La version librairie

Un monde sans émotions, le bonheur sous contrôle.

Jade, 20 ans, vit dans une société parfaite, où la violence a été éradiquée. Comme tous les habitants du Continent, elle porte, implantée dans la nuque, une puce digitale qui régule ses émotions.

Apprentie Guérisseur au Centre de Rebot, Jade traite les déficients dont le code électronique a buggé… Jusqu’à l’arrivée de Sacha Fleery. Toutes les réinitialisations échouent sur ce jeune homme exalté, sauvage. Malgré l’aversion qu’il lui inspire, Jade accepte d’entrer dans sa cellule de confinement et de lui parler. Un choc. Si bouleversant que sa puce disjoncte.

Reconnectée à ses émotions, Jade va découvrir la peur, le désir… et la révolte.

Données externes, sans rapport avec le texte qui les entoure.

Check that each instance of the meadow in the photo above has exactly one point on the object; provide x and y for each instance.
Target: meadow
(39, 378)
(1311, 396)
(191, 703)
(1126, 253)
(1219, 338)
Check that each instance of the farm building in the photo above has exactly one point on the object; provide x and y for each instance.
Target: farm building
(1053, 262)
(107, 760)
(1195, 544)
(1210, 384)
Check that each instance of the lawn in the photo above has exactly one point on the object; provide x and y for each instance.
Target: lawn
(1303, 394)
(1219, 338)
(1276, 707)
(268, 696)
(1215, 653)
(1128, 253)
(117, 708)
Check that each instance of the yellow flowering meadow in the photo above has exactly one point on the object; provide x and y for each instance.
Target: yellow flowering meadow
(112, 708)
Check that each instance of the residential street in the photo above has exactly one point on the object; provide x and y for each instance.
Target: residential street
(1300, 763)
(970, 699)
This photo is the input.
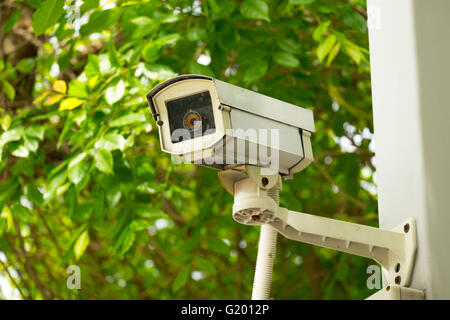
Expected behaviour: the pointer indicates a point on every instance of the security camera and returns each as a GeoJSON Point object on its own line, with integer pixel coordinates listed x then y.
{"type": "Point", "coordinates": [219, 125]}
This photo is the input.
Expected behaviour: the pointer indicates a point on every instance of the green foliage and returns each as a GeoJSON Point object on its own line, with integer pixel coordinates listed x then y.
{"type": "Point", "coordinates": [83, 180]}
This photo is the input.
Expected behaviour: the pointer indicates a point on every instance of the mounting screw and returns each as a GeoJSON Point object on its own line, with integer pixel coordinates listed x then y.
{"type": "Point", "coordinates": [406, 228]}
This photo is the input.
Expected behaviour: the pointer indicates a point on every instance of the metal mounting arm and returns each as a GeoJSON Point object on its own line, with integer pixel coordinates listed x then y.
{"type": "Point", "coordinates": [394, 249]}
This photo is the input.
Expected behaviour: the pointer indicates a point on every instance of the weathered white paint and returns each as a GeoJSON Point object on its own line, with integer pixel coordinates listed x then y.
{"type": "Point", "coordinates": [410, 61]}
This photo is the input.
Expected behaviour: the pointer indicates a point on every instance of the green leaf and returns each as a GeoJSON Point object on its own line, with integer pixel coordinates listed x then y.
{"type": "Point", "coordinates": [149, 212]}
{"type": "Point", "coordinates": [111, 141]}
{"type": "Point", "coordinates": [286, 59]}
{"type": "Point", "coordinates": [47, 15]}
{"type": "Point", "coordinates": [289, 45]}
{"type": "Point", "coordinates": [12, 20]}
{"type": "Point", "coordinates": [81, 244]}
{"type": "Point", "coordinates": [6, 220]}
{"type": "Point", "coordinates": [206, 266]}
{"type": "Point", "coordinates": [19, 151]}
{"type": "Point", "coordinates": [181, 278]}
{"type": "Point", "coordinates": [255, 9]}
{"type": "Point", "coordinates": [214, 6]}
{"type": "Point", "coordinates": [196, 34]}
{"type": "Point", "coordinates": [78, 89]}
{"type": "Point", "coordinates": [115, 93]}
{"type": "Point", "coordinates": [71, 103]}
{"type": "Point", "coordinates": [76, 168]}
{"type": "Point", "coordinates": [34, 195]}
{"type": "Point", "coordinates": [354, 53]}
{"type": "Point", "coordinates": [89, 5]}
{"type": "Point", "coordinates": [112, 54]}
{"type": "Point", "coordinates": [333, 53]}
{"type": "Point", "coordinates": [9, 90]}
{"type": "Point", "coordinates": [5, 122]}
{"type": "Point", "coordinates": [128, 119]}
{"type": "Point", "coordinates": [35, 131]}
{"type": "Point", "coordinates": [321, 29]}
{"type": "Point", "coordinates": [104, 161]}
{"type": "Point", "coordinates": [255, 71]}
{"type": "Point", "coordinates": [11, 135]}
{"type": "Point", "coordinates": [301, 2]}
{"type": "Point", "coordinates": [100, 20]}
{"type": "Point", "coordinates": [325, 47]}
{"type": "Point", "coordinates": [197, 68]}
{"type": "Point", "coordinates": [92, 68]}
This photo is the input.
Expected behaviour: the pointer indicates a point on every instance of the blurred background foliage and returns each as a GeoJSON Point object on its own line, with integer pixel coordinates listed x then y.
{"type": "Point", "coordinates": [83, 180]}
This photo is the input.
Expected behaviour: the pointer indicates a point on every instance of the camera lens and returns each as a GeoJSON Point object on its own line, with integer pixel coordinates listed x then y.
{"type": "Point", "coordinates": [192, 120]}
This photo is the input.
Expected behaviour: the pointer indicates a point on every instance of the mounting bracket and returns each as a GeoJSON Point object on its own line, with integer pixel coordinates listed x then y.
{"type": "Point", "coordinates": [393, 249]}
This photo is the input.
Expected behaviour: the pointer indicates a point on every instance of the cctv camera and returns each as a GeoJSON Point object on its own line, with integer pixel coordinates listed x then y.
{"type": "Point", "coordinates": [219, 125]}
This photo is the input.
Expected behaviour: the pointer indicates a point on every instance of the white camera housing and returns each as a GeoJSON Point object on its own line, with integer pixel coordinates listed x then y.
{"type": "Point", "coordinates": [244, 127]}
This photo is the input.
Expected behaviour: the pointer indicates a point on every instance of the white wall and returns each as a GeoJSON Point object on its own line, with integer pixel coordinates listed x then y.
{"type": "Point", "coordinates": [410, 62]}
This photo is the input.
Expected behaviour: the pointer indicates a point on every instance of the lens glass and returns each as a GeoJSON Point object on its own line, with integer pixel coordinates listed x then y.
{"type": "Point", "coordinates": [191, 116]}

Ce roman nous propose donc de suivre Jade, une jeune adulte, dans un monde post-apocalyptique. En effet, les humains se sont entre-tués jusqu’à se servir de la bombe nucléaire, tout ceci à cause de la crise planétaire. Nous avons donc ici un écho direct de notre actualité, où à cause de la crise financière, les états se seraient attaqués les uns les autres, jusqu’à utiliser l’arme ultime. Enfin, arme ultime jusqu’à ce qu’un état, en réponse à l’arme nucléaire, implante des puces digitales dans des prisonniers, et les renvoie à l’ennemi. Ces puces, prémisses de celle que porte l’héroïne, suppriment les émotions, et même les souvenirs, réduisant les hommes à des humanoïdes. Face à cette horreur, la guerre a pris finalement fin, et les hommes ont décidés de conclure un accord, de se réfugier tous sur le Continent, dont on ne sait pas si c’est l’Europe ou les Etats-Unis, et des puces ont été introduites chez tout le monde, dès la puberté. Ceci dans le but d’éviter tout nouveau conflit, toute nouvelle violence, au risque de perdre toutes les autres émotions.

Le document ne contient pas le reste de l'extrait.